Кроме Лафайета и Мирабо, двор располагал еще третьим союзником – Буйе, с которым читателей пора познакомить. Буйе, человек мужественный, прямой и талантливый, имел все наклонности аристократа и отличался от других аристократов только меньшей слепотой и большей привычкой к делу. Живя в Меце, руководя охраной большого протяжения границы, он старался поддерживать недоверие между своими войсками и Национальной гвардией, чтобы сохранить своих солдат преданными двору, – так он сам рассказывает в своих записках. Занимая как бы выжидательное положение, Буйе устрашал народную партию и казался главнокомандующим монархии, как Лафайет – главнокомандующим конституции. В то же время аристократия была ему противна, а слабость характера Людовика XVI внушала отвращение к службе, и он бы ее оставил, если бы король не упросил его остаться. Буйе был олицетворением чести. Раз присягнув, он уже имел только одну мысль: служить королю и конституции.
Следовательно, двору надлежало соединить этих трех людей: Лафайета, Мирабо и Буйе, и он располагал бы через них Национальной гвардией, собранием и армией, то есть тремя главными силами той поры. Кое-какие причины, правда, разделяли их. Лафайет, исполненный доброй воли, был готов объединяться со всеми, кто только хотел служить королю и конституции; но Мирабо ревновал к могуществу Лафайета, опасался его хваленой нравственной чистоты и как бы видел в ней укор себе. Буйе ненавидел в Лафайете экзальтированные убеждения и, может статься, безупречного противника; он предпочитал Мирабо, считая его более податливым и менее строгим в политической вере. Дело двора было соединить всех троих, уничтожив частные причины, удалявшие их друг от друга. Но для этого было лишь одно средство – свободная монархия. Стало быть, надо было искренне покориться и стремиться к ней всеми силами. А двор, вечно колеблющийся, не отталкивая Лафайета, принимал его холодно, платил Мирабо, который по временам не стесняясь трепал его, питал неудовольствие Буйе против революции, поглядывал с упованием на Австрию, разрешал действовать эмиграции в Турине. Так всегда поступает малодушие: старается создать себе надежды скорее, чем обеспечить себе успех, и доходит этим путем лишь к погибели, внушая подозрения, которые раздражают партии не менее самой действительности, потому что их лучше бить, чем дразнить.

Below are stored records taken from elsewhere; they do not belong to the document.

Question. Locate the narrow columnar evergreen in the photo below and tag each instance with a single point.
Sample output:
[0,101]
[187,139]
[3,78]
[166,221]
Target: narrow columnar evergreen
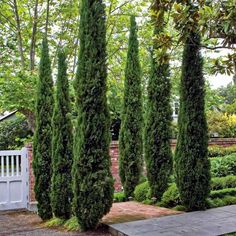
[62,145]
[130,138]
[158,153]
[43,135]
[92,179]
[191,163]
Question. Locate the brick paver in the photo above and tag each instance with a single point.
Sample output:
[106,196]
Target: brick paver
[212,222]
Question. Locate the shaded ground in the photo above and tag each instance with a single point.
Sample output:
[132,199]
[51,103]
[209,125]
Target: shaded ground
[29,224]
[212,222]
[132,211]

Напрасно Лафайет, который хотел сам сделать то, чего не делал двор, писал Буйе, своему родственнику, приглашая его общими силами служить престолу единственными возможными средствами – искренностью и свободой. Буйе, следуя враждебным внушениям двора, отвечал холодно и уклончиво и, не предпринимая ничего против конституции, продолжал блюсти свою внушительность, сохраняя в тайне свои намерения и силу своей армии.

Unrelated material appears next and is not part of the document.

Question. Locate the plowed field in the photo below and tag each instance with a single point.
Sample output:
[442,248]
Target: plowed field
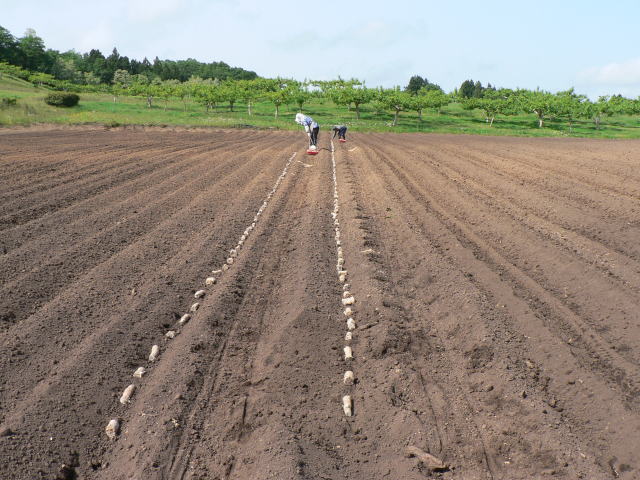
[496,286]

Итак, примирение 4 февраля, которое могло бы повести за собой громадные последствия, осталось без всяких результатов. Процесс Фавра закончился, и суд Шатле, из страха или по убеждению, приговорил его к повешению. Фавра выказал в последние минуты своей жизни твердость, достойную мученика, а не интригана. Он уверял в своей невинности и просил разрешения сделать перед смертью заявление. Эшафот был построен на Гревской площади. Фавра привезли в ратушу, где он пробыл до ночи. Народ хотел видеть, как станут вешать маркиза, и с нетерпением ждал этого примера равенства в казнях. Фавра объявил, что имел сношения с одним высокопоставленным лицом, которое поручало ему располагать умы в пользу короля, что это лицо дало ему сто луи на необходимые расходы и что он эти деньги принял. Он уверял, что этим ограничивалась вся его вина, и никого не назвал. Однако он спросил, может ли спастись, если назовет имена? Найдя ответ на этот вопрос неудовлетворительным, он сказал: «В таком случае, я умру с моей тайной!» – и с большой твердостью пошел на казнь. Стояла ночь, и площадь была освещена. Народ радовался равенству и отпускал в адрес несчастного ужасные насмешки. Тело Фавра отдали его семейству, и новые события скоро заставили забыть о его смерти; несчастного забыли и те, кто наказал его, и те, кто использовал его как орудие.